Enlow: School Choice Week Highlights Demand for Options

On the eve of National School Choice Week’s kickoff in New Orleans, Robert Enlow writes that we’ve got a long way to go to give all parents access to choice.

National School Choice Week kicks off on January 21, 2012 in New Orleans.

By Robert Enlow

During a cold week last January, thousands of parents and grandparents throughout the country marched on state capitols and held town hall meetings, expos, movie screenings and even a grandmas’ coffeehouse – all in the name of more educational freedom.

Robert Enlow, President and CEO of the Friedman Foundation for Educational Choice

They shared one concern: with more than 1 million children dropping out of school annually, public schools were not delivering the quality education every child deserves.

Now, parents and grandparents are lining up again next week to participate in National School Choice Week 2012 and further amplify the call for effective schools that motivate and challenge our students.

While politicians keep talking about pouring more money into schools, citizens are getting more engaged to demand school choice.

They understand that too many children are trapped in inner-city schools where it is dangerous to even walk to school every day and where academic success is a forgotten memory. They believe that too many children – rich or poor, rural, urban or suburban – are not being challenged in the classroom. And they are getting fed up with a system where only the wealthy can afford to move their children to a more effective school.
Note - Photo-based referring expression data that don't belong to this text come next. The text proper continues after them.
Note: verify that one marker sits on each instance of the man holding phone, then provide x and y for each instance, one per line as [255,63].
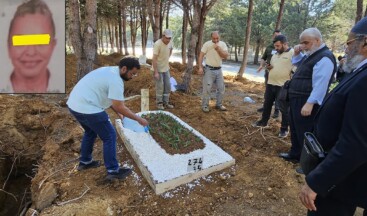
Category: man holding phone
[215,51]
[265,60]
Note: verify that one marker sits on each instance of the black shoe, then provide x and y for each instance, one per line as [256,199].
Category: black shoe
[93,164]
[259,124]
[300,171]
[283,133]
[289,157]
[275,114]
[121,174]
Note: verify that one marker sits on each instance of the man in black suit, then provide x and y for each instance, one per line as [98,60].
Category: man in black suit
[339,183]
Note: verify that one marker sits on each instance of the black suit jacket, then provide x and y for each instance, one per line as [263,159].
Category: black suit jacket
[341,128]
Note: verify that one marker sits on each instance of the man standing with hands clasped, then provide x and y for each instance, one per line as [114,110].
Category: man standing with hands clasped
[338,184]
[161,52]
[215,51]
[308,86]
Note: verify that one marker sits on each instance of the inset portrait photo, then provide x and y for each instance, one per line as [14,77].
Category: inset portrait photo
[32,46]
What they want is simple: a system that doesn’t assign children to schools based on address but instead allows parents to select a school based on a child’s need. Parents want to be able to choose a school that may offer a curriculum that works best for their child, or that is safer or that teaches values similar to what is taught at home.

While there has been explosion of school choice programs in the past year, parents still have too little choice. Consider:

Charter schools. There are just 2 million pupils who have won slots to these highly-coveted schools, according to the National Alliance for Public Charter Schools. Charter schools are public schools but are free of many regulations found in traditional government schools.

Vouchers. About 88,000 students utilize voucher scholarships through one of the nation’s 17 voucher programs to attend non-public schools, including programs for special needs children and students in urban areas. Eleven of the 17 voucher programs are offered to all families with no income requirement, making it possible for the most to have educational freedom.

Tax Credit Scholarships. An estimated 117,000 students receive scholarships to attend private schools through tax credit programs that allow individuals and/or corporations to donate to scholarship-granting organizations.

Individual Tax Credits. In six states, about 600,000 families can now deduct educational expenses on their income taxes in order to obtain more school choice.

This year, with National School Choice Week 2012, people will march and rally, attend town halls and forums, and host movie screenings and open houses at schools. They will assemble all across the country because they understand deeply that of the 49 million public school students in the nation today, only a tiny percentage can take advantage of educational options. Less than 3 million kids exercise educational freedom, and more want that option.

That’s why Nobel laureate Milton Friedman believed so passionately in school choice. He knew that when parents were armed with options, all schools would improve.

Friedman would be proud to know what has been accomplished to give parents more choice. But when 49 million students still have no real freedom at all, Friedman would say we still have a long way to go, because if our schools fail, we all fail.

Enlow is the President and CEO of the Friedman Foundation for Educational Choice.